The bottom line: Republicans and Democrats insist they can keep the CHIP reauthorization bill free of controversial amendments that would make it harder to pass quickly. We'll see if they can pull it off.
Bernie tracker: The only vote against the FDA bill
The Senate passed the reauthorization of the FDA user fees yesterday by a lopsided vote of 94-1. Who was the one? It was Bernie Sanders, returning to his pre-presidential campaign form as the guy who doesn't care if the army is with him or not.
Why did Sanders vote against it? Because the FDA bill "does nothing to lower drug prices and is a giveaway to the pharmaceutical industry," per his spokesman, Josh Miller-Lewis. (One provision Republican Sen. Susan Collins did cite as a measure against high drug prices: It would require the FDA to speed up the reviews of generic drug applications in markets where there's not a lot of competition.)
What's next: Because the Senate cleared the House version of the FDA bill, it can go straight to Trump's desk. He's expected to sign it into law.

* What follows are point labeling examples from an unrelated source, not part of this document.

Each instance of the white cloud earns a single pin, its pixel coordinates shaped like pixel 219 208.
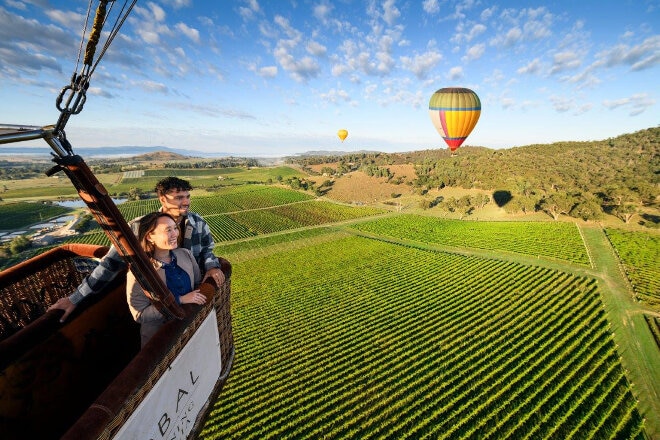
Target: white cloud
pixel 642 56
pixel 562 104
pixel 638 103
pixel 316 48
pixel 531 68
pixel 431 6
pixel 390 12
pixel 249 11
pixel 421 64
pixel 562 61
pixel 475 52
pixel 16 4
pixel 335 95
pixel 191 33
pixel 152 86
pixel 268 71
pixel 455 73
pixel 69 19
pixel 322 12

The goods buried within Medicare's hospital rule
Bob Herman told you about the massive Medicare hospital payment rule in yesterday's Vitals, and he kept reading and found more stuff in it. There are some clear lobbying victories — like a smaller cut for a heart device payment code than the Centers for Medicare and Medicaid Services had originally proposed, bigger payments for total ankle replacements, and add-on payments for two heart valve devices.

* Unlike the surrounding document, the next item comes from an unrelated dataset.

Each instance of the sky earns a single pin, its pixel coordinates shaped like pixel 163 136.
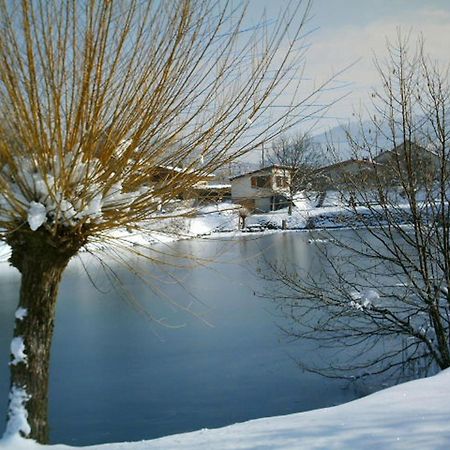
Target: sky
pixel 343 33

Read Bob's story to find out what else the lobbyists got for their hard work.
The path forward for the "right to try" bill
One other big health care vote happened yesterday: The Senate approved a "right to try" bill that would let terminally ill patients use treatments that haven't been approved by the FDA. The House hasn't passed its own version of the bill, which has to happen before Trump can sign it into law. But Senate Republicans are hoping to convince the House to pass the Senate bill, sponsored by Republican Sen. Ron Johnson and Democratic Sen. Joe Donnelly.

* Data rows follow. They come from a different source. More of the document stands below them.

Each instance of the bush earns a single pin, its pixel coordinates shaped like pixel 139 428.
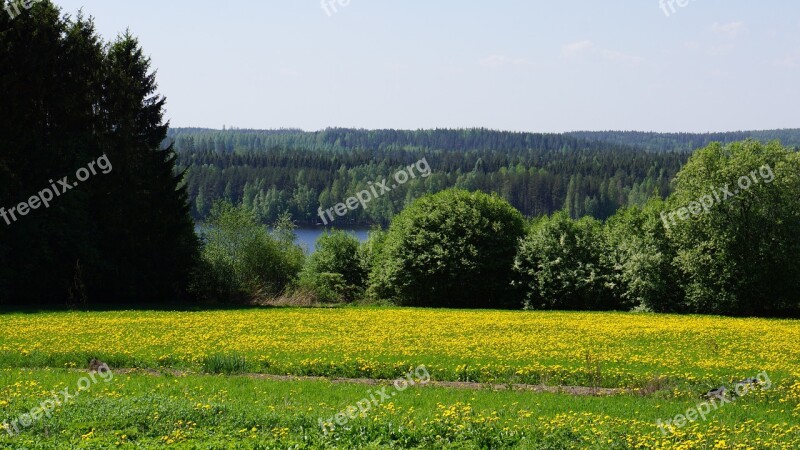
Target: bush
pixel 334 272
pixel 452 249
pixel 560 264
pixel 241 260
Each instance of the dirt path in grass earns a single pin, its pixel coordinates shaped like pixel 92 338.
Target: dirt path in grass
pixel 571 390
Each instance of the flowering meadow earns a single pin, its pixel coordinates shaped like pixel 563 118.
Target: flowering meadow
pixel 248 379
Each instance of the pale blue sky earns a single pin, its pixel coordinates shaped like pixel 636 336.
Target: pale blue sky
pixel 528 65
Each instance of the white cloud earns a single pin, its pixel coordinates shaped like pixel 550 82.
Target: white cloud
pixel 731 29
pixel 789 61
pixel 576 49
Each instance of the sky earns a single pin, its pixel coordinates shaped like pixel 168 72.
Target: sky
pixel 521 65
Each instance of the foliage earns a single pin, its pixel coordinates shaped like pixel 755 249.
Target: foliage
pixel 452 249
pixel 334 271
pixel 740 255
pixel 561 264
pixel 241 259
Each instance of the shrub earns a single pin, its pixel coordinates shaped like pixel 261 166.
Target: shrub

The back story: 37 states have already approved laws based on the proposal, which has been promoted by the libertarian Goldwater Institute. The argument from supporters is pretty much what you'd expect: Dying people have nothing to lose by trying the treatments they want. The danger, critics say, is that unapproved treatments could do them more harm than good.
For more, Bloomberg's Anna Edney has a good rundown here.
Meet the new surgeon general
Jerome Adams; Credit: Darron Cummings / AP
The Senate confirmed Jerome Adams, Indiana's state health commissioner, as surgeon general yesterday as part of its massive nominations package. (Trump ousted the previous surgeon general, Vivek Murthy, in April.)
Here's the quick run-down of what you need to know about him, per Caitlin Owens:
- Adams joins the small group of appointees with Indiana connections to Vice President Mike Pence. Pence appointed him as health commissioner in 2014, when Pence was then governor of Indiana. Adams also worked on the state Medicaid program with Seema Verma, now the head of the Centers for Medicare and Medicaid Services.
- Notably, he helped establish a needle exchange program in 2015, a response to the outbreak of HIV from sharing needles, USA Today reported.
- At his confirmation hearing this week, Adams treaded carefully around the issue of gun control, saying that gun violence is separate from guns, per STAT. "Guns and gun owners aren't inherently a public health problem, but the violence that results absolutely is," he said. (Murthy insisted that gun violence is a public health issue.)
- He also said he'd put science over politics, which Democratic senators brought up in response to comments by the president and administration officials about issues like autism and medication-assisted treatment of opioid addiction.
What we're watching today: Cigna earnings call before markets open.
What we're watching next week: National Association of Insurance Commissioners summer meeting in Philadelphia, Aug. 6-9.
What we're watching in September: Senate HELP Committee hearings on bipartisan ACA stabilization bill, week of Sept. 4. Also, Senate Finance Committee hearing on CHIP reauthorization, same week.